アニキはあんなに走ったのにオカシイじゃないか!
さてフィリーズレビュー2発目の記事では、デルニエオール、アンコールプリュの人気サイド2頭がどうして低評価なのか、お話ししていきたい。
まずはデルニエオール(牝3・池江厩舎)から。
なんと言っても母オリエンタルアートはあのドリームジャーニー(04年生まれ・鹿毛)とオルフェーヴル(08年生まれ・栗毛)を輩出した名牝。

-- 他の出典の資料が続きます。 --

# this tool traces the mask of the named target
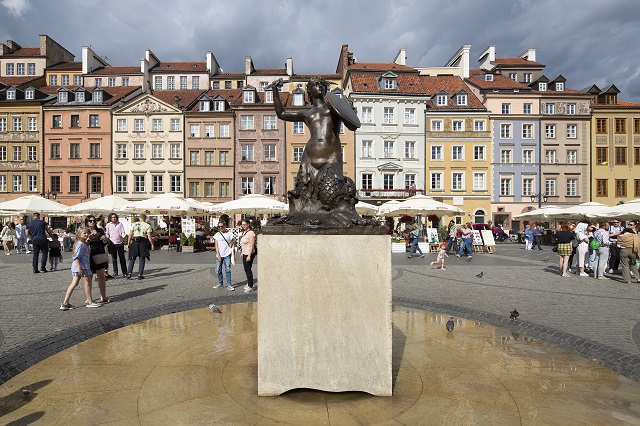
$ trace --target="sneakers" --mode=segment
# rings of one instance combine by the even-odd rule
[[[589,276],[589,274],[587,274],[586,272],[580,272],[580,276],[581,276],[581,277],[588,277],[588,276]]]
[[[222,284],[214,285],[213,288],[221,288]]]
[[[247,287],[247,288],[244,289],[244,292],[245,293],[251,293],[253,290],[254,290],[253,287]]]
[[[27,254],[31,253],[29,250],[27,250]]]
[[[125,275],[125,277],[127,277],[127,279],[130,280],[131,279],[131,274],[127,274],[127,275]]]
[[[407,258],[411,259],[413,256],[407,256]]]
[[[233,288],[232,286],[228,285],[228,286],[227,286],[227,290],[229,290],[229,291],[235,291],[235,288]]]
[[[421,254],[421,255],[420,255],[420,259],[422,259],[423,257],[424,257],[424,254]]]
[[[570,273],[570,274],[573,274],[573,269],[569,268],[569,269],[567,269],[567,272]]]
[[[75,306],[73,306],[71,303],[62,303],[60,305],[61,311],[68,311],[69,309],[73,309],[73,308],[75,308]]]
[[[613,274],[613,269],[609,269],[609,273],[610,273],[610,274]]]
[[[138,275],[139,280],[144,280],[144,275]]]
[[[107,297],[106,299],[103,299],[103,298],[101,297],[101,298],[98,300],[98,303],[99,303],[99,304],[101,304],[101,305],[102,305],[102,304],[104,304],[104,303],[111,303],[111,302],[112,302],[112,300],[111,300],[111,299],[109,299],[108,297]]]
[[[565,272],[564,274],[562,274],[563,277],[565,278],[569,278],[571,275],[569,275],[569,273]]]
[[[87,303],[86,305],[84,305],[84,307],[85,308],[101,308],[102,304],[91,302],[91,303]]]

本馬はオルフェから7年経過した全妹で、毛色も栗毛だ。
最初に兄たちの血統背景から探りたい。
長兄・ドリームジャーニーは、母7歳時の産駒
次兄(便宜上こう呼ぶ)・オルフェーヴルは、母11歳時の産駒
そして本馬は母18歳時の産駒となる。
血統表上で「基礎体力値を変えることのできるファクターは、種付け時期の母の年齢以外にはない」。
体力値が兄弟で違うのは生まれ年が違うからで、全兄弟の能力が全く違ってくる原因のひとつも、これに由来する(もうひとつは父の年齢)。
実は母オリエンタルアートからよい体力を授かったのは、長兄・ドリームジャーニーしかいない。
ドリームジャーニーが受けた体力を10とすれば、オルフェーヴルは4、そしてデルニエオールが3といったところ。
基礎体力は4代母あたりから合算で算出されるので、これでも祖先が優秀なら困りはしない。
だがオリエンタルアートの母系は祖先も体力的に貧弱で、体の強い仔がほしければ、母の影響が強い時期に産駒を作る必要があった。
私の見る限り、オルフェはあれだけの名馬でありながら、体力的には決して恵まれた馬ではなかったと思う。
オルフェの「遊び癖」は、ムダな力を使わず、いざというときだけスイッチのオンオフが可能であったことを物語るし、JRAのサイトでは、レース後の短期放牧がルーティンだったことが紹介されており、彼の実力は高い厩舎力をもって発揮されたことの好例だ。
デルニエオールもその池江厩舎に属したのは幸運だった。が、兄とは違い妹は体も小さく、兄以上に調整に苦労する馬であることは容易に想像できる。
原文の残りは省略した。